# Are We Ready?!



## ERnurse (Jan 22, 2004)

Alright ladies---

who is ready for October 1ST???? I am!!

this is a holiday for me, I spend my summer fishing, but I am thinking and talking about bowhunting!!

I am going to spend a lot more time being mobile and stalking this year, I really enjoy it. Very challenging and I did get a really nice buck last year by stalking. I get does every year stalking and I have gotten a couple bucks, I have spooked more than I dare tell  but when you finally do get one it is very rewarding.

Probably going to take a few days down in Ohio this year too, lots of fun there, nice bucks to chase. A guy at work keeps putting the bug in my ear to go back, so I think this year I will.

and mixed in I will be duck hunting, work is going on the back burner for a while!

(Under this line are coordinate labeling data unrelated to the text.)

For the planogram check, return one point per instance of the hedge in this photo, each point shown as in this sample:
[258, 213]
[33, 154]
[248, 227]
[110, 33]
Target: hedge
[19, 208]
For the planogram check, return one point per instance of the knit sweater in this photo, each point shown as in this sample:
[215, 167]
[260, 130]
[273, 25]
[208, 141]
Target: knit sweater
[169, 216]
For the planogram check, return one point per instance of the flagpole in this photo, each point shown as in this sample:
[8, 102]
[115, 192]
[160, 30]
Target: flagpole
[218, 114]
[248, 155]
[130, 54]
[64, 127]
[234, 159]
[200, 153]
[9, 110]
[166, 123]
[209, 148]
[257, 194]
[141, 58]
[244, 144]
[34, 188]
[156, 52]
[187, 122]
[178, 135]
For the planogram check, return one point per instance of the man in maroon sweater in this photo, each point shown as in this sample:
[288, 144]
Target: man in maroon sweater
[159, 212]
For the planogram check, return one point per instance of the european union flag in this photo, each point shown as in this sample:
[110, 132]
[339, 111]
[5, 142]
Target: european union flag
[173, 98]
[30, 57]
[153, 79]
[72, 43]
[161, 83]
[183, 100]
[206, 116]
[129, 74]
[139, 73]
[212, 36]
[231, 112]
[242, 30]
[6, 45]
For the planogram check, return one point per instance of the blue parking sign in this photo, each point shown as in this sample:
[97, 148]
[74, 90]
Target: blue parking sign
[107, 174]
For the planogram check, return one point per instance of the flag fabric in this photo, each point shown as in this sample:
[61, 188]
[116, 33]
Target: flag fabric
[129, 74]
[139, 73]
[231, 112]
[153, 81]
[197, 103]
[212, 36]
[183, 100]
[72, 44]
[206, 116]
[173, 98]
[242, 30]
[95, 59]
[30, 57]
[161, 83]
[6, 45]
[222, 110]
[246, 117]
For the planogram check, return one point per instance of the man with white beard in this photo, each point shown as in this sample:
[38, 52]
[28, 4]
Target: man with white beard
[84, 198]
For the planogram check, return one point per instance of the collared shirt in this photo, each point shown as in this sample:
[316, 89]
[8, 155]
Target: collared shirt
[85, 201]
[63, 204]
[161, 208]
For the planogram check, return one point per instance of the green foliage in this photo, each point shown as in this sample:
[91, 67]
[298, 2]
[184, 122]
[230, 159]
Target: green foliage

Good luck to all, have a fun season and be safe!


----------



## timberdoodle528 (Nov 25, 2003)

I'm more ready this year than I have ever been! I can't wait till October! 
I got a new bow over the summer and I've been shooting a ton. Feeling pretty confident out to 25 yards. (which is probably the furthest I could shoot out to anyway at our property - it's so thick).
I'm taking a trip to Illinois too! October 14th - 18th. Then it's all Michigan - Taking off Oct. 30th and using up 6 vacation days in the first 2 weeks of November. Looks like I have no excuses... LOL And if that doesn't get me at least a couple does, I've put in for a few days off during gun season.  I haven't shot a buck in 6 years. I've been letting quite a few walk, been getting a couple shooters on camera lately. I'm really hoping I see a buck I named "Slick" - a good 8 pointer with not a lot of mass, but good tine length/width. A shooter in my book anyway.... Have few pics of him during daylight hours, but he looks bigger here 










Good luck ladies! Can't wait to see how everyone does this year.


----------



## 1wildchild (Apr 14, 2003)

I'm ready. I checked out new bows (for nexxt year of course) and immediately after that I shot soo much better with my own! :lol: I've got the draw weight maxed out, so I will be changing at some point. I didn't do so hot with Early Antlerless so I plan to redeem myself with my bow!


----------



## autumnlovr (Jul 21, 2003)

Oh Yeah! The guy on the right (10 point) is my primary target this year, but if his little buddy on the left (8 point) presents a shot....he'd be hard to pass up on!



Good Luck to everyone!


----------



## wyldkat49766 (Apr 21, 2007)

So Autumn, when you get tiny, I will just be over to get his bigger cousin. okplzthnx


----------



## Wendy (Oct 6, 2008)

I finaly got some cash to put into my bow. Got new strings and carbons. Been practicing alot myself and may try to get out on the weekends. Have a week off opening gun season.

Good luck Ladies!


----------



## RIVER LADY (Jun 13, 2005)

Goodness gracious I was born ready.:evil:

It kind of just comes naturally with the change in the seasons.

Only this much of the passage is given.